Sind schnellere Internetzugänge auch wirklich schneller?
Heute erreichte mich von KabelBW die Pressemeldung, dass man in Zukunft eine Bandbreite von bis zu 100 Mbit/s anbieten möchte. Natürlich vorerst nur in wenigen Ballungsräumen, aber das Netz soll zügig ausgebaut werden.
Selbst wenn das eigene Netz von KabelBW bei einer durchschnittlichen Auslastung in der Lage ist die Geschwindigkeit zu verarbeiten, so dürfte der typische Internet-Nutzer die Geschwindigkeit mit seinem Browser praktisch nie auch nur annähernd erreichen.
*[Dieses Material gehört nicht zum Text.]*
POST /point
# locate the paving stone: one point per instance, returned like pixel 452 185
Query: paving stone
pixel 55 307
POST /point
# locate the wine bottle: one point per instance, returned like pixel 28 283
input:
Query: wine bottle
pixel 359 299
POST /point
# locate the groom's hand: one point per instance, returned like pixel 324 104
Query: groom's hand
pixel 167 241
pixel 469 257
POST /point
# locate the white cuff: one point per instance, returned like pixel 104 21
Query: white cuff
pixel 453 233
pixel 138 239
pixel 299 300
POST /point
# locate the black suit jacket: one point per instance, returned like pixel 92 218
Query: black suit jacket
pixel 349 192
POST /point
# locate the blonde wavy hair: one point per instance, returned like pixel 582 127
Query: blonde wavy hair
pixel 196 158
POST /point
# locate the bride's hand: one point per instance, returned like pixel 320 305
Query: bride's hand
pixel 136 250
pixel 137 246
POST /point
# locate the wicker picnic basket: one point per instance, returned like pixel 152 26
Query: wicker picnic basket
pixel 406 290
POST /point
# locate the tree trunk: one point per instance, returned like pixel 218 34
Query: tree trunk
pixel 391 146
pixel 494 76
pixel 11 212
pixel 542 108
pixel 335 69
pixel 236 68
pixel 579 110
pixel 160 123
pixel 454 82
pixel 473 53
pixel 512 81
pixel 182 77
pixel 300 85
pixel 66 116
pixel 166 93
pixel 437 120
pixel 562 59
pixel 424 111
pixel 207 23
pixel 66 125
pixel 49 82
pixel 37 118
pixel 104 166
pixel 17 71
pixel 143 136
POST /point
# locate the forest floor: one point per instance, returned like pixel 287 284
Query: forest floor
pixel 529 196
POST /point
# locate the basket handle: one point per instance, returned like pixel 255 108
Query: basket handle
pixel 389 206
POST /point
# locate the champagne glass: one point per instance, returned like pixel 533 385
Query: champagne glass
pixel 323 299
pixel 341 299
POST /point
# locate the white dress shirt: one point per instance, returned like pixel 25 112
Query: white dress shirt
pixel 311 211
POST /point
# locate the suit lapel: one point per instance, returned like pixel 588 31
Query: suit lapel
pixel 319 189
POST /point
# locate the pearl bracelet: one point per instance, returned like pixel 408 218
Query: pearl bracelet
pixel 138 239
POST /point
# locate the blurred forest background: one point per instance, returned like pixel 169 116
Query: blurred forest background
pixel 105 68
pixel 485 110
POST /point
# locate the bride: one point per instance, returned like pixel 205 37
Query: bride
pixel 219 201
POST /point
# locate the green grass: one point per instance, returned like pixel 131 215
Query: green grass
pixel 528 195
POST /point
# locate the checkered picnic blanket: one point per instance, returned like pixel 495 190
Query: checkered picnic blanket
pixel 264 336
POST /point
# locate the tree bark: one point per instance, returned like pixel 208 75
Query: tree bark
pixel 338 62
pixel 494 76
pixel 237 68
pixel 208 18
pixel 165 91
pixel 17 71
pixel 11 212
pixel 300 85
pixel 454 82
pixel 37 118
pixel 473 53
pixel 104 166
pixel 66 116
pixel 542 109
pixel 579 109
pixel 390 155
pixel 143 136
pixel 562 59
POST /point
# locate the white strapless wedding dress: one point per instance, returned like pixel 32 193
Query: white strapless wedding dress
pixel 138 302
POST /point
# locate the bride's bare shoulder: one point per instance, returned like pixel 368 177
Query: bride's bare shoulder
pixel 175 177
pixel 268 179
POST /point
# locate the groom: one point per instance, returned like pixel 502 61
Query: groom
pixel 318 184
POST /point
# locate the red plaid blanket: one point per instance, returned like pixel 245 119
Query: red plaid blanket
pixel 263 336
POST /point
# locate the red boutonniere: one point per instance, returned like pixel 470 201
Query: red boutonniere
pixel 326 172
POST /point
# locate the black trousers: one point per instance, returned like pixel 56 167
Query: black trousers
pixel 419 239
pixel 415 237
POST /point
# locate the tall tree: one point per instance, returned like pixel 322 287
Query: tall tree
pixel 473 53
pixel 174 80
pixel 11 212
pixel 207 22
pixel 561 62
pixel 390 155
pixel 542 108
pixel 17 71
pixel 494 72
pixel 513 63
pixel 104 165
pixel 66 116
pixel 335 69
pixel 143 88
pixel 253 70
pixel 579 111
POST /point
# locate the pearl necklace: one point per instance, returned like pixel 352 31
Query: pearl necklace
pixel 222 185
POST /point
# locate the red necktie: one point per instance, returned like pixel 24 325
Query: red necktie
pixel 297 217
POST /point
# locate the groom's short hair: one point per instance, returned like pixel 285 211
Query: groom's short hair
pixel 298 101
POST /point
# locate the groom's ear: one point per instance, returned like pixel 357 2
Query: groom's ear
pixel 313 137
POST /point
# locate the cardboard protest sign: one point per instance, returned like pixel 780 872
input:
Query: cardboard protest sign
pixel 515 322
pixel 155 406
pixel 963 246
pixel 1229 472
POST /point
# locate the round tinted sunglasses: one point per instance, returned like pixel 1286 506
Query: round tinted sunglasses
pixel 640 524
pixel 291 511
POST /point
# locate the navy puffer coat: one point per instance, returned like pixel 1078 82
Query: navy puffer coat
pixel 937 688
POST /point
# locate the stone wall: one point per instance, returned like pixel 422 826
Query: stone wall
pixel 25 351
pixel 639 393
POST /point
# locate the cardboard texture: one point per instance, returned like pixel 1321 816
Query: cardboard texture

Um das Problem zu erkennen, muss man sich einmal folgendes vor Augen
führen. Der überwiegende Teil der Internetseiten werden mittels eines
normalen Webspace-Paketes gehostet. Diese Pakete fallen unter den
Sammelbegriff “Shared Hosting” und es bedeutet, dass die hierfür
verwendete Server parallel von vielen anderen Webseiten verwendet
werden. Wessen Seite etwas mehr Leistung benötigt, der greift zu einem
virtuellen Server. Aber wie der Name schon sagt, liegen hier auch
mehrere virtuelle Server auf einem Server.
Der springende
Punkt hierbei ist, dass in der Regel die hierfür verwendeten Server
mittels einer 100 Mbit/s‑Netzwerkkarte an das Netzwerk vom
Rechenzentrum angebunden sind. Jeder Besucher einer Webseite, die durch
einen solchen Server ausgeliefert wird, bekommt also bei einem Download
nur einen Anteil der zur Verfügung stehenden 100 Mbit/s. Die
Wahrscheinlichkeit ist dabei relativ groß, dass nicht nur Sie aktuell
auf den Server zugreifen. In der Regel werden es dutzende oder – bei
gut besuchten Seiten – hunderte Personen parallel von einem Server
bedient.
Mittlerweile beliebt sind auch sogenannte ded.Server
für Internetseiten, welche wirklich viele Besucher haben. Aber auch
hier ergibt sich das gleiche Problem. Ein typischer angemieteter
ded.Server besitzt in der Regel eine oder zwei 100 Mbit-Netzwerkkarten.
Die vielen Besucher verteilen sich auch hier auf die gesamte
Bandbreite.
Nur in wenigen Fällen von wirklich großen Seiten
wie zum Beispiel die des Spiegel, vom Heise Verlag oder auch von
diversen Universitäten werden mehrere Server zusammengeschalten. Es
gibt aber auch spezielle Unternehmen welche die Auslieferung von
größeren Datenmengen (z.B. Windows Beta-Versionen) übernehmen. Aber
auch hier erreicht man nur selten die 100 Mbit-Marke.
Wenn man
sich daher also einmal die typische Anbindung vor Augen führt, so kann
man erkennen, dass bei einzelne Downloads von der höheren Bandbreite
absolut nicht profitieren. Man hat nur dann einen Vorteil, wenn mehrere
Nutzer gleichzeitig den Internetzugang verwenden. Dazu zählen kleinere
Unternehmen aber auch Familien die zum Beispiel auch auf IPTV setzen.
Man
sollte sich beim buchen eines solches Paketes schon genau überlegen, ob
man die Bandbreite überhaupt selber effektiv nutzen kann. Man muss aber
auch bedenken, dass gerade bei einer solchen hohen Geschwindigkeiten
auch die Wahrscheinlichkeit steigt, dass die Anbindung (Backbone) des
Internetanbieters durch die Nutzer total überlastet wird. Was dies
bedeutet, kann man bereits jetzt zum Beispiel im KabelBW Forum nachlesen. Allerdings sind mittlerweile praktisch alle größeren Kabelnetzbetreiber wie auch Kabel Deutschland von dem Problem betroffen.
Es bleibt also abzuwarten ob solche Tarife für Endkunden wirklich der Weisheit letzter Schluss sind.